Работал, не жалея себя, это так. Но неправда, что совсем не оставалось времени заняться детьми. Поехать на охоту время находил. Пробовал брать с собой сына. Мальчику не понравилось. Больше не поехал - жалел убитых зверей. Мать растрогала такая чувствительность сына. Ах, какой ребенок! Какое сердце! Ольга вообще против охоты. Даже теперь. Как же можно было приблизить его, как повлиять? Нет, чувство вины не оттого, что сорвал с учебы, из университета: армия тоже университет. Чувство вины оттого, что, по сути, не за что было наказывать парня. Ректор это понимал. А он, отец, неожиданно проявил сверхпринципиальность. Обидели, оскорбили слова сына: "Ты сам закоренелый сталинист!". Теперь все это кажется наивным.

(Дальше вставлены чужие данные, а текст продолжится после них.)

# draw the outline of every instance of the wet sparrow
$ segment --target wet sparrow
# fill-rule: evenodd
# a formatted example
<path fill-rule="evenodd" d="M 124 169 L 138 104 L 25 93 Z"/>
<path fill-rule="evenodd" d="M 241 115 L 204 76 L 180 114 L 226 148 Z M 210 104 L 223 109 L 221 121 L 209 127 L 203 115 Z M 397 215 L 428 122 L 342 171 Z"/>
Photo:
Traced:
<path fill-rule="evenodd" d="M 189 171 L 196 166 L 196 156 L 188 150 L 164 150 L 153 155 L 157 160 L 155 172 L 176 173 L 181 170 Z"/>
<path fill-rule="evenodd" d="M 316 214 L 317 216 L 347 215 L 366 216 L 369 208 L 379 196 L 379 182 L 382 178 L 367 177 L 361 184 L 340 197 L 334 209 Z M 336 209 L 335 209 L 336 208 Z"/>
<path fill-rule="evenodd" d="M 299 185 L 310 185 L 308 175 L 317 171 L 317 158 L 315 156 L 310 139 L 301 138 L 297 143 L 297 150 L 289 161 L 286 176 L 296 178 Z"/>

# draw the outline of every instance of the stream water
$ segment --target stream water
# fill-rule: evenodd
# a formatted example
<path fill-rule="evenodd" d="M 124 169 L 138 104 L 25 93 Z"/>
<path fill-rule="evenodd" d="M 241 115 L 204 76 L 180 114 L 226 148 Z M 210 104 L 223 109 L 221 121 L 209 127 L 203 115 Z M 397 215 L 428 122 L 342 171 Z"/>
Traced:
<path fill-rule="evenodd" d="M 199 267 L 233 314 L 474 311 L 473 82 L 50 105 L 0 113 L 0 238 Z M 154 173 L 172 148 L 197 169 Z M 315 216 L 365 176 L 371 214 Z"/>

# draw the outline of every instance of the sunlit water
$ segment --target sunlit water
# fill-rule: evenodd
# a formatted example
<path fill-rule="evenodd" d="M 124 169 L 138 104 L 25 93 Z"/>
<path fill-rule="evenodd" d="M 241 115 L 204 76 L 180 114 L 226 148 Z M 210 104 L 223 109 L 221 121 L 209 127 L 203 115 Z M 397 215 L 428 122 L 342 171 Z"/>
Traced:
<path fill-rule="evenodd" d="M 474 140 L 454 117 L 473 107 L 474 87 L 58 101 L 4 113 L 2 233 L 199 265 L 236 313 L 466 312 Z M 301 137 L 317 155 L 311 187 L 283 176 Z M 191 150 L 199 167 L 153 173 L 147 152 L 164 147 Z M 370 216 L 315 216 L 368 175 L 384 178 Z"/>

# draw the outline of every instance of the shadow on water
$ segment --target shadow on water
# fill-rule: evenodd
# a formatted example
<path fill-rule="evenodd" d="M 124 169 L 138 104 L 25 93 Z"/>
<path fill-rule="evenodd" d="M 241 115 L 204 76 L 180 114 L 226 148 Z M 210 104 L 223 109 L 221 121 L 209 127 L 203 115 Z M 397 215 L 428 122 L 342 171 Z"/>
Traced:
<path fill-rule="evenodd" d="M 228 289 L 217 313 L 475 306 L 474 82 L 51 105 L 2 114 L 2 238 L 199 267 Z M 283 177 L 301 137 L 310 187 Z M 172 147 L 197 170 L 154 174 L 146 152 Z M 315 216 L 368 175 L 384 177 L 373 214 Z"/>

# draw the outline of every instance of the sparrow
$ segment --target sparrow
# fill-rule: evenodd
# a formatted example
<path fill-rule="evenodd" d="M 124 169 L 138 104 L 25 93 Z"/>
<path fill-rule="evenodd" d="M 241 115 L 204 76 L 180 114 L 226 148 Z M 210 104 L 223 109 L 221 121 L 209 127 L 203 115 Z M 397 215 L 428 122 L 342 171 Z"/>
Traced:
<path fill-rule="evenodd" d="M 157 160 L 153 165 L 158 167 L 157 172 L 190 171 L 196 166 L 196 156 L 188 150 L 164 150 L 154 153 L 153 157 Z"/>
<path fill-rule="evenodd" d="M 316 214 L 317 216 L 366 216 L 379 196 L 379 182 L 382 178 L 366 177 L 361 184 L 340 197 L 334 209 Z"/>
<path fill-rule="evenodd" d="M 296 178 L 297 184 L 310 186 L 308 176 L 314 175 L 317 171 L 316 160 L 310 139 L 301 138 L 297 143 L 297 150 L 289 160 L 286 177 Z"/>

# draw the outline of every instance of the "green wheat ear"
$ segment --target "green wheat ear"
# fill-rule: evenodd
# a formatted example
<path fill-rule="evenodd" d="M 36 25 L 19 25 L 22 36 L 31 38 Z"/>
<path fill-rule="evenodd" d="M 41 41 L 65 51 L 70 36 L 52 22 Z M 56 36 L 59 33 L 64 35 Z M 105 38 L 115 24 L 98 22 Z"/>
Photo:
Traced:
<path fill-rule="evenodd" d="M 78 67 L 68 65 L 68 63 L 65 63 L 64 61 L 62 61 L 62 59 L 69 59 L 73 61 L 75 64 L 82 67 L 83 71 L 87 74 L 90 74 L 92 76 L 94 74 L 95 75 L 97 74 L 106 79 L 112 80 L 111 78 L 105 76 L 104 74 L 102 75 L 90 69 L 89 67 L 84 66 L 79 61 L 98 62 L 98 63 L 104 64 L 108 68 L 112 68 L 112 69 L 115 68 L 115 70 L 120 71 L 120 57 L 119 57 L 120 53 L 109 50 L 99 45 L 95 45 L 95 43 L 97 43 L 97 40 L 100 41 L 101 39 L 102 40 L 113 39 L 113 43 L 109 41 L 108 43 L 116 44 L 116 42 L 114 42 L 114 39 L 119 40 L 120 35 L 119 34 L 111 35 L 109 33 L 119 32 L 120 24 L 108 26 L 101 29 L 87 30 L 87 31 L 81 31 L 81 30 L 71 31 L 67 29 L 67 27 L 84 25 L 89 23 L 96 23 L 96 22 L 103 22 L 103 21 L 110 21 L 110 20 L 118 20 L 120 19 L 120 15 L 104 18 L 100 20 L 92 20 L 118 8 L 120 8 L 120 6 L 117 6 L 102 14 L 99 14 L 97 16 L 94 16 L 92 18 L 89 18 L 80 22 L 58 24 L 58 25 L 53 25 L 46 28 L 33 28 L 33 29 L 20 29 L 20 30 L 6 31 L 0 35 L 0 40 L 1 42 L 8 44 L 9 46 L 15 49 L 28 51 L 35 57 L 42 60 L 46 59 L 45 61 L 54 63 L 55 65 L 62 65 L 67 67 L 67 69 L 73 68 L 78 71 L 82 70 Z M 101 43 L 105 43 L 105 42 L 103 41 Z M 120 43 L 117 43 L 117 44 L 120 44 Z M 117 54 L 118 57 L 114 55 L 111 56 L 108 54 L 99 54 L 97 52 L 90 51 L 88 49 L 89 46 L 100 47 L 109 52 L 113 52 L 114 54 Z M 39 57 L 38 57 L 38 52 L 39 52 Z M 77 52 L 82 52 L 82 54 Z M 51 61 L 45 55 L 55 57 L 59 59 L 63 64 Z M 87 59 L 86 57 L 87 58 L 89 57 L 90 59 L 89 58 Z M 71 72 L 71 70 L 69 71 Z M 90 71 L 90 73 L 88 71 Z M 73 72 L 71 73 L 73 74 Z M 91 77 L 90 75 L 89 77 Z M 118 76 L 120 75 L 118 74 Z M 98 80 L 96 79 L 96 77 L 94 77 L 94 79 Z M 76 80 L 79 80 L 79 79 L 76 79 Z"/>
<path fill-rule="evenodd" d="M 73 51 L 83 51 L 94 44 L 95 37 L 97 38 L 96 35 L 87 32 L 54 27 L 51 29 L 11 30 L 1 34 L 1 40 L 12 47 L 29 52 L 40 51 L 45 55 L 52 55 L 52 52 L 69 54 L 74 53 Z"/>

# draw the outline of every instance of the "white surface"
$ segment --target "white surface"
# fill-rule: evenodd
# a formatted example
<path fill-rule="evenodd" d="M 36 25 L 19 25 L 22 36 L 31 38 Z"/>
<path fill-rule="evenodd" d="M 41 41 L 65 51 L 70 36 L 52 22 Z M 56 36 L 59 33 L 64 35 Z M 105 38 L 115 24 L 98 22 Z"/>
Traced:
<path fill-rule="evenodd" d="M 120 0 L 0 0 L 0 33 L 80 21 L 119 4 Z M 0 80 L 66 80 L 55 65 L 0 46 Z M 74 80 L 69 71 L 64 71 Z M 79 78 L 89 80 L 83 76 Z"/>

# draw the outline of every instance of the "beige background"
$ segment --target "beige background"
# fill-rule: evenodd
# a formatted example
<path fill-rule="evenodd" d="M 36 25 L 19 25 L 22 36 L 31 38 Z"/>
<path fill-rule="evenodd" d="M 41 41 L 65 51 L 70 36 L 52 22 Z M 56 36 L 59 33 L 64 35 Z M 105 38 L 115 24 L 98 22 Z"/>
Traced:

Было время, когда дети обвиняли нас во всех прошлых грехах, наших и чужих, в тех, которые при объективном подходе можно было отнести за счет ошибок роста, становления, и в тех. что творились по воле, злой или больной, одного пли нескольких человек. Но мы, отцы, так же огульно, как огульно нас обвиняли, отметали всё, цеплялись за прошлое и невольно пристегивали себя к тому, к чему не имели отношения, что отрицали всей своей жизнью, работой и борьбой за осуществление идеалов, завещанных Ильичом. Мы так же огульно, без разбору, обвиняли и еще сейчас обвиняем детей, что они не такие, как мы, что, мол, куда им до нас, мудрых, непогрешимых, закаленных в боях. А по сути, всем нам, и отцам и детям, нужно немножко больше объективности, самокритики - той самой, о которой так много говорится.

Нам не следует думать, что дети хуже нас, а детям - что они всегда умнее. Лада проникает в тайны материи и даже антиматерии, но ока никогда не узнает того, что знает он, ее отец, что приобретено богатым опытом нелегкой жизни.